II- Por força do DL n. 278/82, de 20 de Julho, o pessoal dos Centros Regionais de Segurança Social e do Centro Nacional de Pensões, oriundo das instituições de previdência... fica abrangido pelo regime jurídico dos funcionários e agentes da Administração Pública
- excepção feita aos que tenham declarado o desejo de manter o seu anterior regime de trabalho.
III- Não resultando dos autos que a Apelada tivesse feito a opção prevista no n. 2 do art. 1 do DL n. 278/82, tem de concluir-se que a Autora ficou sujeita ao regime jurídico dos funcionários e agentes da Administração Pública - para todos os efeitos legais, sendo todo o serviço que prestou considerado como efectivamente prestado na categoria e carreira para que transitou.

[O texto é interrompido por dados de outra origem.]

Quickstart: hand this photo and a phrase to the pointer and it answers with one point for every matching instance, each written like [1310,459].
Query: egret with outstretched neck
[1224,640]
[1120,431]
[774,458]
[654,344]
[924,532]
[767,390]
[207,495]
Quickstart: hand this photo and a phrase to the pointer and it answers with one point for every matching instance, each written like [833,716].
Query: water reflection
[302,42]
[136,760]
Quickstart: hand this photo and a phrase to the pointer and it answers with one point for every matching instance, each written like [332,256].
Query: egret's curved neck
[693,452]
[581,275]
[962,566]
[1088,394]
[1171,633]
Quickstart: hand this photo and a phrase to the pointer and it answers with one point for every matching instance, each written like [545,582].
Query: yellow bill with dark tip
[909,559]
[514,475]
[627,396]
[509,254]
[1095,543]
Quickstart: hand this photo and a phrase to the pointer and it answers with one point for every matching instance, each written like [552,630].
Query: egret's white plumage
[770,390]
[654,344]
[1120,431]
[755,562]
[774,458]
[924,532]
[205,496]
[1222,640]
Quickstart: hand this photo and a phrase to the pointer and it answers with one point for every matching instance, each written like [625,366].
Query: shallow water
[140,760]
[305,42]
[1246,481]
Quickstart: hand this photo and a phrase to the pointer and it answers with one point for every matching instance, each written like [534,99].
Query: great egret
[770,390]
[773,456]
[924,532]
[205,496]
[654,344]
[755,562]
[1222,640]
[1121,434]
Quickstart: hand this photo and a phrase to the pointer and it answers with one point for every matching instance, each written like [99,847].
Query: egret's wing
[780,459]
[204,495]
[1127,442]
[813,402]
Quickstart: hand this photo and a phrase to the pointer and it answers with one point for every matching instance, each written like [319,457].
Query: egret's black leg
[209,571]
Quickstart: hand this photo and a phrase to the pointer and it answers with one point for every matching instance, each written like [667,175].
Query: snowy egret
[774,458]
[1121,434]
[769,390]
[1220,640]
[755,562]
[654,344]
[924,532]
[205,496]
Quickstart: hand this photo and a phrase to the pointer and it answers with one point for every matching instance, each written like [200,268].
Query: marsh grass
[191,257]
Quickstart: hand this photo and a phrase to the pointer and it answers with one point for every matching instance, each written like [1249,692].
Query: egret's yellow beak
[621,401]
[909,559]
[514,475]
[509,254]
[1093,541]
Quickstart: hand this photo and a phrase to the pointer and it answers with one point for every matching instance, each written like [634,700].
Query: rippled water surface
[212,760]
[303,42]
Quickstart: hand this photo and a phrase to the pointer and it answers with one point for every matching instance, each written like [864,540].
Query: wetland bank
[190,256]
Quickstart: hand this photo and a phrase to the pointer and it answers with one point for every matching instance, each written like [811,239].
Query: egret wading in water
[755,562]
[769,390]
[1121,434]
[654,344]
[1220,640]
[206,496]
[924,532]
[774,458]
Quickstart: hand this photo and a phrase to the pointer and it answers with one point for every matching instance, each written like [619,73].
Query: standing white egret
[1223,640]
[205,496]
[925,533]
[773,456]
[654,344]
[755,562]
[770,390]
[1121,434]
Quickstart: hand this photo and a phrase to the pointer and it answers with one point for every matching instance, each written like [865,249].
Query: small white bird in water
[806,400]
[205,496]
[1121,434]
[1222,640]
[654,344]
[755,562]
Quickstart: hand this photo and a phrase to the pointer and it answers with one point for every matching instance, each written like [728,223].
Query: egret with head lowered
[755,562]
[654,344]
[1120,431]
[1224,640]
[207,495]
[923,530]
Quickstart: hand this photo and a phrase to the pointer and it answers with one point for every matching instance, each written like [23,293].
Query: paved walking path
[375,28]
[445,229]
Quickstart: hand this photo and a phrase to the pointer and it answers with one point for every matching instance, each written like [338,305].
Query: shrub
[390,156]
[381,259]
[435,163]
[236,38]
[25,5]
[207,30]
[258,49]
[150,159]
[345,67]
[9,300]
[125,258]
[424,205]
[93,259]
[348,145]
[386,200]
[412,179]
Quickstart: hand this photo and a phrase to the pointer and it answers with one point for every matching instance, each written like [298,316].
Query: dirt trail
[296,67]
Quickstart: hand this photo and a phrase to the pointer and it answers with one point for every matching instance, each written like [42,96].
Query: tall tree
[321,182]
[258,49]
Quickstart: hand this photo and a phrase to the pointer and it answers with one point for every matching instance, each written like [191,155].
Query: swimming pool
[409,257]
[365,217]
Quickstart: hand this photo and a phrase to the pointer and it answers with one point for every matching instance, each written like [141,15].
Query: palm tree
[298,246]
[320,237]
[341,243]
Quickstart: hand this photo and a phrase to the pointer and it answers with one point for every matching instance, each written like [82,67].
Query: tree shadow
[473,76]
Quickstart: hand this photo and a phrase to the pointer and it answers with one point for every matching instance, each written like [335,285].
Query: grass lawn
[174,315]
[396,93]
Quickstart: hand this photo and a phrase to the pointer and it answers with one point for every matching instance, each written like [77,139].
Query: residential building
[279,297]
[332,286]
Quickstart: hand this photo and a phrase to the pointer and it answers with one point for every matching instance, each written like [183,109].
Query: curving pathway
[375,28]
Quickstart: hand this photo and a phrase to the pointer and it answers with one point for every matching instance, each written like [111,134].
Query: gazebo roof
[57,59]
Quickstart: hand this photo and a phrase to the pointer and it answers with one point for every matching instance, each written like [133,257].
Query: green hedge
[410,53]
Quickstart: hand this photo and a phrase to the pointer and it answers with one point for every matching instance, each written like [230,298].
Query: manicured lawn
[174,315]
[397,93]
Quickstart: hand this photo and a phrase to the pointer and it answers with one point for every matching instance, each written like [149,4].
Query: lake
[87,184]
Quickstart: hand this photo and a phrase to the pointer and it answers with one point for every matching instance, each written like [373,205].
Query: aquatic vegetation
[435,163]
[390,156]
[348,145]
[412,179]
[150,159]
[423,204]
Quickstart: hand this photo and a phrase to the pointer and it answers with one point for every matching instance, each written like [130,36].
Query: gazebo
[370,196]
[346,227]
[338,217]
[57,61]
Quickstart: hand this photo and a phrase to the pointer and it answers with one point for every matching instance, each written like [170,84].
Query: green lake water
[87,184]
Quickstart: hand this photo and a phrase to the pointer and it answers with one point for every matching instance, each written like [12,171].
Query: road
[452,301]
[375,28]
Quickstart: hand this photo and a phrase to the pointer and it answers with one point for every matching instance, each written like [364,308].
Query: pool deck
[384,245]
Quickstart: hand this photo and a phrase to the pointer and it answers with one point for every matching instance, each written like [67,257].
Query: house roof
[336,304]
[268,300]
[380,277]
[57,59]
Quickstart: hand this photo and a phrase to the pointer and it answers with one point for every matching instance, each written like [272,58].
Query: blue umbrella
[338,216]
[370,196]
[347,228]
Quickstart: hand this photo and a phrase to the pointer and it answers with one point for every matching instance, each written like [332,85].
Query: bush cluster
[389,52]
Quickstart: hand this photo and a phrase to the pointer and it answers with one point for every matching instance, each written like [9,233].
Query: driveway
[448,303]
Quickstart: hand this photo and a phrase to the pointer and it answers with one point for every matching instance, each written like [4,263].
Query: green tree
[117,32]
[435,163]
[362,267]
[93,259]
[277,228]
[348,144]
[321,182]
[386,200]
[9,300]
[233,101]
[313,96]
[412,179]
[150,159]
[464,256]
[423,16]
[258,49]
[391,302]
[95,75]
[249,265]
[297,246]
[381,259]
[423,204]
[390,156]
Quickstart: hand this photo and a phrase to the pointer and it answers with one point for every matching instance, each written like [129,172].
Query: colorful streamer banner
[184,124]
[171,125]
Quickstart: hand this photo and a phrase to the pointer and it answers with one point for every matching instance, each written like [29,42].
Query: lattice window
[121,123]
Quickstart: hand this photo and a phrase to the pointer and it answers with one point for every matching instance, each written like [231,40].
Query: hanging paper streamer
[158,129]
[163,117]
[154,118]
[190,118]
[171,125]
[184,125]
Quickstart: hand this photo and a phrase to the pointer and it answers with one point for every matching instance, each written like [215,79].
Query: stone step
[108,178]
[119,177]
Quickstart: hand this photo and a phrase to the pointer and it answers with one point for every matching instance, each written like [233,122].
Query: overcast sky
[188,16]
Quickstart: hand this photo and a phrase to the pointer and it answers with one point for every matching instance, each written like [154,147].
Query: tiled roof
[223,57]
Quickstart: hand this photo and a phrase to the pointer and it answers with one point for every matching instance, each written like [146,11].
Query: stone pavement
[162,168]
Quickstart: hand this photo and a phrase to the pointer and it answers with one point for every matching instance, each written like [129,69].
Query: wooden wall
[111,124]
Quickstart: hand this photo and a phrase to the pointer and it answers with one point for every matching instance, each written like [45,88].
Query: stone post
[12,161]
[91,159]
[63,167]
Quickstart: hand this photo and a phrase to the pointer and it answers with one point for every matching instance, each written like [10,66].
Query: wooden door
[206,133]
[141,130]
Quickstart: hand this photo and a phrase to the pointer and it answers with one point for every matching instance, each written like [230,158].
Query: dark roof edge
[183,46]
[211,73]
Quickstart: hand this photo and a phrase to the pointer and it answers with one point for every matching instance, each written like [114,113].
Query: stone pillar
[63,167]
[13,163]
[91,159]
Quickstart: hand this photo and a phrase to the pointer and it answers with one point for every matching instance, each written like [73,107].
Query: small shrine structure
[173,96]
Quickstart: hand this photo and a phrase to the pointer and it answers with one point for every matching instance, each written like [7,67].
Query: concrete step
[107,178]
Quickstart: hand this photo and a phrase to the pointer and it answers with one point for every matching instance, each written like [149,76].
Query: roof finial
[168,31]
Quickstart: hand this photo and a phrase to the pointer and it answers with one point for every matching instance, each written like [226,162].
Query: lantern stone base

IV- Vinculada ao regime jurídico da função pública, já não é possível aludir à relação jurídico-laboral que inicialmente a vinculava à Caixa Nacional de Pensões.
V- Assim, estando a Autora integrada no regime jurídico dos funcionários e agentes da Administração Pública e sendo demandado um serviço público personalizado do Estado, com foro próprio, que é o Administrativo, a pretensão da Autora - por não incluida em nenhuma das alíneas do art. 64 da LOTJ (Lei n. 38/87, de
23 de Dezembro) - não é do conhecimento do Tribunal do Trabalho, que é incompetente, em razão da matéria, para conhecer do pedido formulado na acção.